Hello again friends,
I know I’ve been silent over the past couple of weeks. It’s been super busy in our office and I apologize for not posting my regular updates. Moving forward, I will do my best to post as I can – I appreciate your patience and understanding.
The idea of thanksgiving is interesting… yesterday at the board meeting, Rabbi Alan shared some ideas about being thankful. One was directly from the Amidah, the core prayer of our service and that very observant Jews say three times a day. The prayer is one of praise and adoration for Adonai. We were then asked if and how we express thanksgiving at this time of year. The answers varied, some commenting that it depends on the environment or the company that we are with. Some expressed that they wished people had more gratitude or acknowledgement for what they have. I was quiet last night, but as I sat there, I was thinking about what “thanksgiving” looks like for me.
I’ll be honest, the past couple of weeks have been stressful for me. Busyness at work, homework (I’m working on my Masters in Jewish Education), kids, family, it all seems to need more of me. As I thought about all of that last night, I realized that I am more thankful in times like these. When I’m stressed and tired, I am more thankful for all of the blessings that I do have in my life – my amazing husband, my kids, my home, my temple community. When things are more relaxed, I seem to take them for granted and not value them as much.
I did a quick google search for the definition of “Thankful”. It stated: pleased and relieved; expressing gratitude and relief. The word “relief” made me pause. When I think of things I’m thankful for, I don’t usually view it as being relieved that the thing is there, but I guess that is true. I am relieved that my husband puts up with my craziness – if he didn’t I’m not sure what I would do. I am relieved that I have a place to be Jewish and worship Adonai – if I didn’t, I would have a void in my life that I would be at a loss in how to fill. Thinking of thankfulness with a measure of “relief” changes the meaning of the items/people/places we are thankful for. It changes the focus of that thanks and makes it more about the thing itself, and how it actually impacts me – how it’s absence would impact me. At your Thanksgiving table this year, consider adding a piece to your thanks – I am thankful for _______________________ because if ____________________ were not there….
Now, on to the excited part…
In a week and a half, we will celebrate our first Family Shabbat of 5778. The date is December 1st and we are changing things up a bit this year. For Family Shabbat, we are inviting your family to join us for a Pre-Shabbat dinner of rotisserie chicken, salad and rolls at 5:30pm. The cost is $5 per person or $20 for your whole family. Come share a meal with other TOR families, then stay for services. We’ll be hearing from the students of our Special Topics Classes, taught by Erica and Barry. Their projects will be on display and a you’ll get to see the incredible work the students have done this semester. I hope you’ll come to celebrate Shabbat and the great community we have here at TOR. Please Click Here to RSVP by Thursday, November 30th. We need to know you are coming so we have enough food!!

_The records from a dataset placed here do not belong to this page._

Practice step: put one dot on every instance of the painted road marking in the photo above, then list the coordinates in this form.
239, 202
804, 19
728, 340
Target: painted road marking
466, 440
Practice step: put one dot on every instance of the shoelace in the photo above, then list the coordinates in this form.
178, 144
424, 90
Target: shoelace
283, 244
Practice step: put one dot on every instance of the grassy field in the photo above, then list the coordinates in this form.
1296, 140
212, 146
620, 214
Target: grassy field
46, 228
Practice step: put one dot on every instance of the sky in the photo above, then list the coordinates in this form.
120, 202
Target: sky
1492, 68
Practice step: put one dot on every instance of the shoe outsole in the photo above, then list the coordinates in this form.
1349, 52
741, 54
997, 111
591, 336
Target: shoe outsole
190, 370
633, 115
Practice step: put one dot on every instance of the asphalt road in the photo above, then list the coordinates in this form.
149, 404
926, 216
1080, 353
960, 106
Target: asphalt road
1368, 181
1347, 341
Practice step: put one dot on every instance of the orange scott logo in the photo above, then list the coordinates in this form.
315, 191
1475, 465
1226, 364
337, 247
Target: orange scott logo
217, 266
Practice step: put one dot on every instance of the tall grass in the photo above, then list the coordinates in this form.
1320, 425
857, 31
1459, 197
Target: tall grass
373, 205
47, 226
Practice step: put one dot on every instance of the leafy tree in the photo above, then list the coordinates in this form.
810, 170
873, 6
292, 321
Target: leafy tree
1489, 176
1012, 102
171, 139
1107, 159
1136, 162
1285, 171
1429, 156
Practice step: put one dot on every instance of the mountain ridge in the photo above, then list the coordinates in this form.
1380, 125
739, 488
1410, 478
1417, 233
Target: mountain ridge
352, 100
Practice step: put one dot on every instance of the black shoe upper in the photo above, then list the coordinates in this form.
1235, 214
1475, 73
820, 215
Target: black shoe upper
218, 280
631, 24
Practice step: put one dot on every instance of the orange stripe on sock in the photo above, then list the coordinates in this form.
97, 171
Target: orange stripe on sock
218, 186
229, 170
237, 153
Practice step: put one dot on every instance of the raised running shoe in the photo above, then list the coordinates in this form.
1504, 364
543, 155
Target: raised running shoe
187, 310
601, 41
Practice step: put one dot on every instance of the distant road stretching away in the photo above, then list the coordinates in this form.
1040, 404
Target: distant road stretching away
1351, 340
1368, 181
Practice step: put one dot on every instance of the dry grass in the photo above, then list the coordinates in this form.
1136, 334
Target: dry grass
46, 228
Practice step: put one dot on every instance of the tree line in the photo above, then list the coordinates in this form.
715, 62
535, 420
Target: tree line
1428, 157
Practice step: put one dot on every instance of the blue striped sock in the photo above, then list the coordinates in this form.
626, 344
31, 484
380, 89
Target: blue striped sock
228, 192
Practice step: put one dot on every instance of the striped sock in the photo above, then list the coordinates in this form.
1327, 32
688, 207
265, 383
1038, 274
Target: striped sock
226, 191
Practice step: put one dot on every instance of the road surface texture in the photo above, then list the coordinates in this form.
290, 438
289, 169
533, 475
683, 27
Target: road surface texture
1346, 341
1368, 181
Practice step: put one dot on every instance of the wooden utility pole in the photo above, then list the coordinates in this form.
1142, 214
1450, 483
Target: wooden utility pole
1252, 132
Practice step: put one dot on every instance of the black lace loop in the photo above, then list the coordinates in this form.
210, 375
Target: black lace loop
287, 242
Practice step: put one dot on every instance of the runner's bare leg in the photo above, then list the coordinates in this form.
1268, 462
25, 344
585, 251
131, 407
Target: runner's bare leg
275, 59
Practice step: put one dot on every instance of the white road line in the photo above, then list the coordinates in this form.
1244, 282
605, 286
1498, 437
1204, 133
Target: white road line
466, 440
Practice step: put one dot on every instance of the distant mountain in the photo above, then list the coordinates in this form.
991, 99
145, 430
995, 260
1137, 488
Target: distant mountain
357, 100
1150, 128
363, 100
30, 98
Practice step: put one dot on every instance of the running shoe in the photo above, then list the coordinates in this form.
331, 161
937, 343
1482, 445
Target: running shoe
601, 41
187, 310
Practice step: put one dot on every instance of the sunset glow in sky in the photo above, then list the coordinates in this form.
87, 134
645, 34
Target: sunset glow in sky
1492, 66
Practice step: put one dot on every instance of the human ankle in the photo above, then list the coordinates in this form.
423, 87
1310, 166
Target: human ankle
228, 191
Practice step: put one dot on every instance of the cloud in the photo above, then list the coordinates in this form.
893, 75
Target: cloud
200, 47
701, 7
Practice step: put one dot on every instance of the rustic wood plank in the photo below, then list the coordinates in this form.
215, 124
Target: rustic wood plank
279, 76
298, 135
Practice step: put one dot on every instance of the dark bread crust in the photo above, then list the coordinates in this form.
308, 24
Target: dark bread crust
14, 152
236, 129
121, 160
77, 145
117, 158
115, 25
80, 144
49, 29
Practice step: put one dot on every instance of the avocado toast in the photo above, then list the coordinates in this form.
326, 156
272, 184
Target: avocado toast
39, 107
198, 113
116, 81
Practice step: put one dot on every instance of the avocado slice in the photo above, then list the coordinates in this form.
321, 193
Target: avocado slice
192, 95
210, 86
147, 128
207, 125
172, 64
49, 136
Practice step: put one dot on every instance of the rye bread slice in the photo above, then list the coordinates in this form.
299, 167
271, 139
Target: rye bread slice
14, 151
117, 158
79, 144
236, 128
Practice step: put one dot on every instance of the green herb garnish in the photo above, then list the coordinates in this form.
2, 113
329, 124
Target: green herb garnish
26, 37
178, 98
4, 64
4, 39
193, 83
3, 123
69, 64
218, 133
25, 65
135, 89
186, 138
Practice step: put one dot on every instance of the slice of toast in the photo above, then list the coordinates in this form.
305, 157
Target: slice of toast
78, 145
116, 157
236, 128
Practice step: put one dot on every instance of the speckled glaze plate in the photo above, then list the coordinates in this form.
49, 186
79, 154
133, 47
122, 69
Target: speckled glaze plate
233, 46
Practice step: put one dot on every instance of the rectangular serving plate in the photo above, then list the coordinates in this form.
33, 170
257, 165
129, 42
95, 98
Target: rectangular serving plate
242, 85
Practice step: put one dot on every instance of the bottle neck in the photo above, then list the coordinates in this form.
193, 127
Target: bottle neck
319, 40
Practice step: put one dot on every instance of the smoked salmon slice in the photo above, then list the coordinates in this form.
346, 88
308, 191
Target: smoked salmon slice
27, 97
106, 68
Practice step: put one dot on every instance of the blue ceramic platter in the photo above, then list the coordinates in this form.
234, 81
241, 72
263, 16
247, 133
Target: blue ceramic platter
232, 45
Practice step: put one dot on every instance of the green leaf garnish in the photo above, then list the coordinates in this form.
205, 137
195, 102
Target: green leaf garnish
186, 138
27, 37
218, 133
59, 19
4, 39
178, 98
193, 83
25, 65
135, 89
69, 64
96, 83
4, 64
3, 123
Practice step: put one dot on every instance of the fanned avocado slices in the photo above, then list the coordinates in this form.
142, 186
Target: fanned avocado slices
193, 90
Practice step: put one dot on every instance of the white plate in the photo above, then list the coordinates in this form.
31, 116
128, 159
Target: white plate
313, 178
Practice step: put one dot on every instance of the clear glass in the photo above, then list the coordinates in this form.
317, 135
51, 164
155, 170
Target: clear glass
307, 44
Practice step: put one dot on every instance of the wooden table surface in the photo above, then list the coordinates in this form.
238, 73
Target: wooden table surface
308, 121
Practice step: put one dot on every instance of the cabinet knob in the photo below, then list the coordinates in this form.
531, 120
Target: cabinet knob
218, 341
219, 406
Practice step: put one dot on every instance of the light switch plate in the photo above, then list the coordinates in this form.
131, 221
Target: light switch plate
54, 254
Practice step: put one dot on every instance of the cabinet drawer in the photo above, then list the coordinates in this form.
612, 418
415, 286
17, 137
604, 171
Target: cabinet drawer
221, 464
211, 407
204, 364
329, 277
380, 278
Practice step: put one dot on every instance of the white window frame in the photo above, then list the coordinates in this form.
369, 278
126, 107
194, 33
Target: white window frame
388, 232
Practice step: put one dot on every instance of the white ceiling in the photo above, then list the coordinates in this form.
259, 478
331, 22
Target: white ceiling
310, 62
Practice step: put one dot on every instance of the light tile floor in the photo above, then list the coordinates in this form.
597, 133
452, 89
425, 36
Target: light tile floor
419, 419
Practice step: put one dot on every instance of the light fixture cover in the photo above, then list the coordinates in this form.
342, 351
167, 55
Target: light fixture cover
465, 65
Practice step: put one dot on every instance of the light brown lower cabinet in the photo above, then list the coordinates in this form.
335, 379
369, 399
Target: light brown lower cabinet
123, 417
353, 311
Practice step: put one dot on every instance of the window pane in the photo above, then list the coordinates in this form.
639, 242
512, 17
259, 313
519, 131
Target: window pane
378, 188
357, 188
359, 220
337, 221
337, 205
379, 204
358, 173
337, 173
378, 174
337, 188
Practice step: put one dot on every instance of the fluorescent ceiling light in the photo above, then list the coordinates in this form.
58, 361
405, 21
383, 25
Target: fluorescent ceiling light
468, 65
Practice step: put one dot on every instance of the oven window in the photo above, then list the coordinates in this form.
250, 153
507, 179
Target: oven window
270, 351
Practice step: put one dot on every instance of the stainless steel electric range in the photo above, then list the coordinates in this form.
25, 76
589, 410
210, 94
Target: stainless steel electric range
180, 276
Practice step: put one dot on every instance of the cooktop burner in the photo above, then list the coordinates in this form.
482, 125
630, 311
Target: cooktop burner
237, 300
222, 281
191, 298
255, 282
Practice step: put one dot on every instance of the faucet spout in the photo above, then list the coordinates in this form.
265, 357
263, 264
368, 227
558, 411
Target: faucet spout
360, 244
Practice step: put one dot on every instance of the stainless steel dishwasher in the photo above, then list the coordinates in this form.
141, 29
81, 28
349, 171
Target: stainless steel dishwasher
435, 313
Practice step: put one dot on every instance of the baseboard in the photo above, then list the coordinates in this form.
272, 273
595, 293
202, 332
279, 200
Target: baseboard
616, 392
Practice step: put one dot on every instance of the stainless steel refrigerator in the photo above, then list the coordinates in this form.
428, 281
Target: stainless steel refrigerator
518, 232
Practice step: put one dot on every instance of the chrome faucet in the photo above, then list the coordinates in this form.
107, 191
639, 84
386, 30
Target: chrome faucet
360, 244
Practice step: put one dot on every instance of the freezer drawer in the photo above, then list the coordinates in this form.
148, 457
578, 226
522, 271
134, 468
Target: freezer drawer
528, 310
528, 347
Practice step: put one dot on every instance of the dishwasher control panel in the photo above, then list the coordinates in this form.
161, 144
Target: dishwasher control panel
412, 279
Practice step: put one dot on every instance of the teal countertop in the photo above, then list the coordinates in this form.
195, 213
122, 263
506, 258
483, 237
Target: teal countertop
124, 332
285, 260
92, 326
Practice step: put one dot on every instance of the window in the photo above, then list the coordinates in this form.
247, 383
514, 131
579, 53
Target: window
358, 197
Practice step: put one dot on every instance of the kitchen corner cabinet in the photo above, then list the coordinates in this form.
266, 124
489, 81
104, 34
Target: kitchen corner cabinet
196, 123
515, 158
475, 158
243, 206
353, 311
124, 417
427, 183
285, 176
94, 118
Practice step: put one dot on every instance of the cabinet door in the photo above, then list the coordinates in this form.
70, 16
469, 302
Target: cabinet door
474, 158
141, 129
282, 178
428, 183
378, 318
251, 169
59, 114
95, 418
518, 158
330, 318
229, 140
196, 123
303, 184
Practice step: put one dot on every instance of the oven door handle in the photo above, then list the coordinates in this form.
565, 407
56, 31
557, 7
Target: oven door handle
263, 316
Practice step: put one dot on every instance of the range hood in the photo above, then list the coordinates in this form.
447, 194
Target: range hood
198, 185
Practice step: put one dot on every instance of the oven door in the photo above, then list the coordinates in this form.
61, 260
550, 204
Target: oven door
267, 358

++++++++++ Announcements ++++++++++
Wednesday/Thursday: November 22/23 – NO Hebrew Tutorials or Class
Sunday, November 26th – No Sunday School
Tuesday, November 28th @ 7pm – Mitzvah Network Seminar – Caring for Bereaved Families
Wednesday, November 29th – Hebrew Tutorials and B’nai Mitzvah Class
Thursday, November 30th – Hebrew Tutorials
Friday, December 1st
- @10am – Gan K’tan
- @5:30pm – PreShabbat Family Dinner – Click Here to RSVP
- @6:45pm – Family Shabbat
Saturday, December 2nd @10am – Bat Mitzvah of Jane Gordon
++++++++++ Religious School Update ++++++++++
Again, I apologize for not sharing more often the amazing things that are happening in our school. Here are some highlights…

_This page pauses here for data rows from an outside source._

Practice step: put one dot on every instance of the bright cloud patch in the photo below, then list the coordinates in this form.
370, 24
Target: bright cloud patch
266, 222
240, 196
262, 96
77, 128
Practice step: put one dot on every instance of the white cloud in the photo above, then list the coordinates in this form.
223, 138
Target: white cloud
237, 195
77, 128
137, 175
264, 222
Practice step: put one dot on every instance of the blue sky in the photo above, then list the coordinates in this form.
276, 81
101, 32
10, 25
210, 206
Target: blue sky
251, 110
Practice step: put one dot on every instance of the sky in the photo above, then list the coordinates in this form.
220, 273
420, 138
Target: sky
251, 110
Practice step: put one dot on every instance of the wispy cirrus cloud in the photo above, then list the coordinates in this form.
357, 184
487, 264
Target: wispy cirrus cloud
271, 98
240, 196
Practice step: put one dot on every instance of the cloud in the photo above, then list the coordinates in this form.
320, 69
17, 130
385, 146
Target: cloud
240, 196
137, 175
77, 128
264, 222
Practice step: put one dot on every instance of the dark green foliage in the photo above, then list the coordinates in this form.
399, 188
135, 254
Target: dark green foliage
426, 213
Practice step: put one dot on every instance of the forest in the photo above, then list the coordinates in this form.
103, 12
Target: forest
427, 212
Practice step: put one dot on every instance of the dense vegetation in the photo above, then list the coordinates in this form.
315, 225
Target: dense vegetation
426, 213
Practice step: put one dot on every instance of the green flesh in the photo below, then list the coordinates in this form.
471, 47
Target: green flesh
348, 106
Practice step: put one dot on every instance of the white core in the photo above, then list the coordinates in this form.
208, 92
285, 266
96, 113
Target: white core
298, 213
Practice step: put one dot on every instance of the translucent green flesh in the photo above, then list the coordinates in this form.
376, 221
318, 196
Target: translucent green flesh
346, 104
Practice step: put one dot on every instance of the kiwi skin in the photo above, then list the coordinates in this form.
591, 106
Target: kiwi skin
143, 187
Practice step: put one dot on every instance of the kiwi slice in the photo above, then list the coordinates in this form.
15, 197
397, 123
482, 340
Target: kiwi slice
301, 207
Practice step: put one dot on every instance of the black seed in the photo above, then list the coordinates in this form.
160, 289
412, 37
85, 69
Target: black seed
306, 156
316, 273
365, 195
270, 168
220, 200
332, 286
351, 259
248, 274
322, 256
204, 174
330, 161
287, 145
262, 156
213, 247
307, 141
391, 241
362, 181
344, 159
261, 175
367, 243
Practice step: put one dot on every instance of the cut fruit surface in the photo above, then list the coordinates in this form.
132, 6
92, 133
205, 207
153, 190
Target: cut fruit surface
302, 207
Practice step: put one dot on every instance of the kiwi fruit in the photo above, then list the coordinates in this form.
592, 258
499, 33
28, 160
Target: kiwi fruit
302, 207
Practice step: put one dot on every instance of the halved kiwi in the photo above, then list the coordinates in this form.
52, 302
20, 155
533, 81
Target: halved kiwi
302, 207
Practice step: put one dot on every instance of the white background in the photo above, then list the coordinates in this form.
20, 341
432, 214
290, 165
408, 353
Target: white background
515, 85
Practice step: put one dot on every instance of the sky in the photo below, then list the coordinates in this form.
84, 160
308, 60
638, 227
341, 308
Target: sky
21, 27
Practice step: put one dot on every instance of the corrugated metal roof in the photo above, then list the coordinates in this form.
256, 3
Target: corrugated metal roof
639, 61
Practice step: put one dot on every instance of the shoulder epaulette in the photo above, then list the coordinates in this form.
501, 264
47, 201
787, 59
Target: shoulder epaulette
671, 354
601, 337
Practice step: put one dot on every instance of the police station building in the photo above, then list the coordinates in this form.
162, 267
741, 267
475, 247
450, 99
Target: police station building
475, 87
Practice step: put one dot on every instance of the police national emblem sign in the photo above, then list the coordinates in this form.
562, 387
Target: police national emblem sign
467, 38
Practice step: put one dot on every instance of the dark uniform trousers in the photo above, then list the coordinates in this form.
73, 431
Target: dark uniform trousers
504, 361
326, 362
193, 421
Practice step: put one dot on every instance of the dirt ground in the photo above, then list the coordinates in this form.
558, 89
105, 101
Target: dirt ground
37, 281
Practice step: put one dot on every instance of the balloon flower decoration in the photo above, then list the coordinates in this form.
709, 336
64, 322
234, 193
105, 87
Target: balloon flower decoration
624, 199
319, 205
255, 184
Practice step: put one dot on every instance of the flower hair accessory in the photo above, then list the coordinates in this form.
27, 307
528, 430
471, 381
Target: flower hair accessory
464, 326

Our Art program has created beautiful watercolor representations of the Torah and lovely greeting cards for our Mitzvah committee’s Hanukkah baskets. Check out the display in the temple foyer.
Our Hebrew students are advancing and improving in their studies. I hear great things from our teachers and tutors about how much the students are learning and growing.
Our Judaics classes have been learning about B’tzelem Elohim, being made in the image of G-d. They’ve discussed what that means to them and how that is seen in the greater world.
Our Special Topics classes have researched a wide variety of topics and solved complex problems involving science, technology and design. You can see their projects at our Family Shabbat on December 1st.
All in all, we have a great group of teachers and students at TOR. I encourage you to take a moment to visit with your child’s teacher and ask your child lots of questions about what they are learning. TOR is an exciting place to be!